If you are having language problems with OCR like the one above, try this step-by-step guide.
As the error states, you must install the language you need, in my case it is the “Portuguese-BR” language.
Open “Docker Desktop” and click on the 3 dots next to the “app-1” container, after that, click on “open in terminal”:

A local container terminal will open, there you will enter the following commands in order:

sudo apt update
apt list --upgradable
sudo apt upgrade
tesseract --version
sudo apt install tesseract-ocr-por

You can replace “por” (Portuguese) with the language you want.
I believe there is no need to restart any container in docker, just upload a new file to test the OCR. Hope this helps.

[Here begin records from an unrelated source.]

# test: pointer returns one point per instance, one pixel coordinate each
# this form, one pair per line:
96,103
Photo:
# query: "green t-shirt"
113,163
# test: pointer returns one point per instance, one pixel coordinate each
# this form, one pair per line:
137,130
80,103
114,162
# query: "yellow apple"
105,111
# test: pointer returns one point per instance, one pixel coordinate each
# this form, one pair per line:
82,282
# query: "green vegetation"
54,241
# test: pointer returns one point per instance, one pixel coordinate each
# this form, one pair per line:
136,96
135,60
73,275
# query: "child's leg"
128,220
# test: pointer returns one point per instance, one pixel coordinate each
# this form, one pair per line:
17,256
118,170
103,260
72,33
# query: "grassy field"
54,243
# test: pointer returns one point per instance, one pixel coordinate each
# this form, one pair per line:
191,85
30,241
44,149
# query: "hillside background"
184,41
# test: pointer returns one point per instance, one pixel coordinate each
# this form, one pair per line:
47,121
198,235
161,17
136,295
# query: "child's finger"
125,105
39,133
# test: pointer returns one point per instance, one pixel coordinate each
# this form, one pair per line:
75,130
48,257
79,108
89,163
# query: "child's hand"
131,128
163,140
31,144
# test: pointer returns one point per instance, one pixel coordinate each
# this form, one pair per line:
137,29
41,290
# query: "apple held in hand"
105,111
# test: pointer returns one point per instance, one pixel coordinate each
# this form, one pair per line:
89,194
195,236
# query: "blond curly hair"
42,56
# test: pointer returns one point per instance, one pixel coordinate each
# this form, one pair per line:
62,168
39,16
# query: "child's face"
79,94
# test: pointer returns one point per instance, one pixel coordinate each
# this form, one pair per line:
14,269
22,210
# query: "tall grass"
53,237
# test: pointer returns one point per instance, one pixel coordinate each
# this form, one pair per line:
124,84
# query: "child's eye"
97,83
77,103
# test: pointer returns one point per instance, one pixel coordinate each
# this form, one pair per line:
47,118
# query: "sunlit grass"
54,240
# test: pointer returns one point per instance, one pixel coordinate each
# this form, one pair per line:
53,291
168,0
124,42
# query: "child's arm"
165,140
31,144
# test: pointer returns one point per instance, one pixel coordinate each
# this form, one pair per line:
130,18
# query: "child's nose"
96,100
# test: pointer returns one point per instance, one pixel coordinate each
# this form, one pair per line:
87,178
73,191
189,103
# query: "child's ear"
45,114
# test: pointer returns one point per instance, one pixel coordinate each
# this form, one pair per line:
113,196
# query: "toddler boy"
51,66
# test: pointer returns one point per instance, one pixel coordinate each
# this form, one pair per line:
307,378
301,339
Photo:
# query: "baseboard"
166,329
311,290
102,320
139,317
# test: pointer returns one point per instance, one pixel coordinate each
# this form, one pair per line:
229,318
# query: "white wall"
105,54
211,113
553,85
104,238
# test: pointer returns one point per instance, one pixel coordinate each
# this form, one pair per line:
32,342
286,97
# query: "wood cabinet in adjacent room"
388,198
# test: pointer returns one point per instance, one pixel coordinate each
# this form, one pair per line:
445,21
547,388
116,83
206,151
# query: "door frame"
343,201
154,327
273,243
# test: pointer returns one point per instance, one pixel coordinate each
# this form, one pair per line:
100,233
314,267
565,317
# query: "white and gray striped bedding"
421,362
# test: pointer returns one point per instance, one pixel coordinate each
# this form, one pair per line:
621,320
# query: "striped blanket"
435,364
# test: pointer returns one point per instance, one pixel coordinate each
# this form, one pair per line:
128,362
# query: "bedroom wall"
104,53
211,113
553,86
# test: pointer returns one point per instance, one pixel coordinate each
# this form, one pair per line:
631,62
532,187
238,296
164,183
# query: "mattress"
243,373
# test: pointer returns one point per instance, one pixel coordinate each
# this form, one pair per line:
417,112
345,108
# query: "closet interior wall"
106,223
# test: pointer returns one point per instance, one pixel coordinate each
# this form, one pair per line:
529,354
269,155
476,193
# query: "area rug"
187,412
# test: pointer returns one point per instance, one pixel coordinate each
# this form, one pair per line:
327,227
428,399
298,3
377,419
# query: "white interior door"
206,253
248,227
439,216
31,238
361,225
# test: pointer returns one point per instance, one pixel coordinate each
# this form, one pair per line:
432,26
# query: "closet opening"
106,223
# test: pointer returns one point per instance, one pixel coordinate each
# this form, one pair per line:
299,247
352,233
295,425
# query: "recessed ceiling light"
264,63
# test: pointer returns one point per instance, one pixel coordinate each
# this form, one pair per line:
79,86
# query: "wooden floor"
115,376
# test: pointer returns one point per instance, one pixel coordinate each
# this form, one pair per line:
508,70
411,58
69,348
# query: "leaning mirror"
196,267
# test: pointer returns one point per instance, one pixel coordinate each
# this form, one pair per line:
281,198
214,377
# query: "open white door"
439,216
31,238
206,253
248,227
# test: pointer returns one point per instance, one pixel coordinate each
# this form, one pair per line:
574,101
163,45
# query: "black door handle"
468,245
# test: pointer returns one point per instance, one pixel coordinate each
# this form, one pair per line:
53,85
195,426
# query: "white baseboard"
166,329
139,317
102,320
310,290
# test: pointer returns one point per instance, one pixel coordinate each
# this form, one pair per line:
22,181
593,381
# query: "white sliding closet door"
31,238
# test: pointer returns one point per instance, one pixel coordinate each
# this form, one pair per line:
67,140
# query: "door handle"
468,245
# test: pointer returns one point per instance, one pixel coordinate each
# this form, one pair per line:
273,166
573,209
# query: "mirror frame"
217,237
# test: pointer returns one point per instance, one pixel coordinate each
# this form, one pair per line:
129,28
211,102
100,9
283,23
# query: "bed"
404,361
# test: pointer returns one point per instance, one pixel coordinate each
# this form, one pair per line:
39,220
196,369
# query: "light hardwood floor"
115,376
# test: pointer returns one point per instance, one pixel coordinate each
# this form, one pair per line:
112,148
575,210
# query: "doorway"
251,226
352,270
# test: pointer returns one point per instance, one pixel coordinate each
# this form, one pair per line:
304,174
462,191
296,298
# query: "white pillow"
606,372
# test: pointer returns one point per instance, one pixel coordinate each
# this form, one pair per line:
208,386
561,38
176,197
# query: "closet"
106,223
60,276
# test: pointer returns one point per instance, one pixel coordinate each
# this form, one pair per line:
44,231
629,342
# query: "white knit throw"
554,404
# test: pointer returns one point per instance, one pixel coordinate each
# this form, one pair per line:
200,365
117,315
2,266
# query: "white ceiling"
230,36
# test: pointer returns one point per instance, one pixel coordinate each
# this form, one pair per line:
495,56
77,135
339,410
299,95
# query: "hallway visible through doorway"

You can also use the MAYAN_APT_INSTALLS env variable in your compose file to make the containers install the additional packages automatically. Especially useful in a multi container setup:

MAYAN_APT_INSTALLS=“tesseract-ocr-deu tesseract-ocr-eng”

1 Like

It seems that the MAYAN_APT_INSTALLS variable in the .env file is no longer functioning as expected. I am currently using version 4.8.2 of Mayan EDMS, and the workaround I’ve been using is:

docker exec -it your-container-name /bin/bash
apt-get update && apt-get install -y tesseract-ocr-ara

Could you advise if there is a more efficient or recommended approach for handling this?

I’m still on 4.7.2 but I cannot find anything on the release notes regarding removal of MAYAN_APT_INSTALLS variable.

Your approach seems ok but you have to make sure to execute the install everytime you recreate the container. With the MAYAN_APT_INSTALLS the container will always install the missing packages automatically on startup.

1 Like